Getty nodded. “Just fight.”
“I will.”
“Come on,” Getty said.
They moved on through the intersection.
The gash on Getty’s head had slowed itself to a trickle. He limped along, sometimes with Walter’s help, sometimes leading the way. Occasionally he would hiss or curse at a random pain, but mostly he was quiet and they walked to the soundtrack of the apocalypse around them.
They reached the corner.
Getty nodded t
o the right. “Keep your eye on the right and behind us. I’ll clear the corner.”
Walter put his back to the wall, his shoulder to Getty’s back and he scanned with his rifle up. He wondered if he looked like he knew what he was doing, or if he looked as awkward and clumsy with the rifle as he felt. He wondered how many rounds were left in the thing. He wondered, of the rounds he’d expended, had a single one of them found what he was aiming for?
“Looks clear,” Getty whispered, and Walter wasn’t sure why he whispered. Maybe just the tension. “And the building looks intact. Which is a good sign.”
They slipped around the corner. As they went, far back through the Town Center streets, Walter saw movement, but it was brief, and he couldn’t tell in that single glimpse what it was, or whether it looked like it was heading in their direction or not.
Getty was very circumspect as they moved to the stoop of the apartment building. He looked around manically, up and down the street, up and down again, then again, then again. It seemed every time he took a few steps closer to the entrance, he was re-worried about being watched. But that was good caution.

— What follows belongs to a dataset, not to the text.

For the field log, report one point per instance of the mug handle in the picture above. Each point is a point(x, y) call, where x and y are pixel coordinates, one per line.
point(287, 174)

The safe house would not be so safe if two resistance fighters were observed going into it.
Walter wished he had Virgil’s thermal scanner to see if drones were watching them.
He looked upward again at the thought and realized that it was getting light out. Night was over now. A gray sky hovered over them, shot through with menacing contrails and pillars of black smoke that diluted themselves into the sky like ink in water. To the east, the sky was blood red, like history’s greatest massacre had occurred there, and the sun was simply reflecting off the sea of gore left behind.
“Red sky in the morning, sailor take warning,” Walter mumbled.
Getty looked over his shoulder at Walter, then the sky, then sneered at it stubbornly, not in the mood for ill-portents. “This ain’t the sea. We ain’t sailors. Come on.”
With a final, desperate look around, the two of them plunged up the stoop and into the entrance to the apartments.
The vestibule was open. Dark. The light fixture that usually lit the small space was dead. The door to the staircase and elevator that led to the rest of the apartments was locked. Walter wondered if the power had gone out.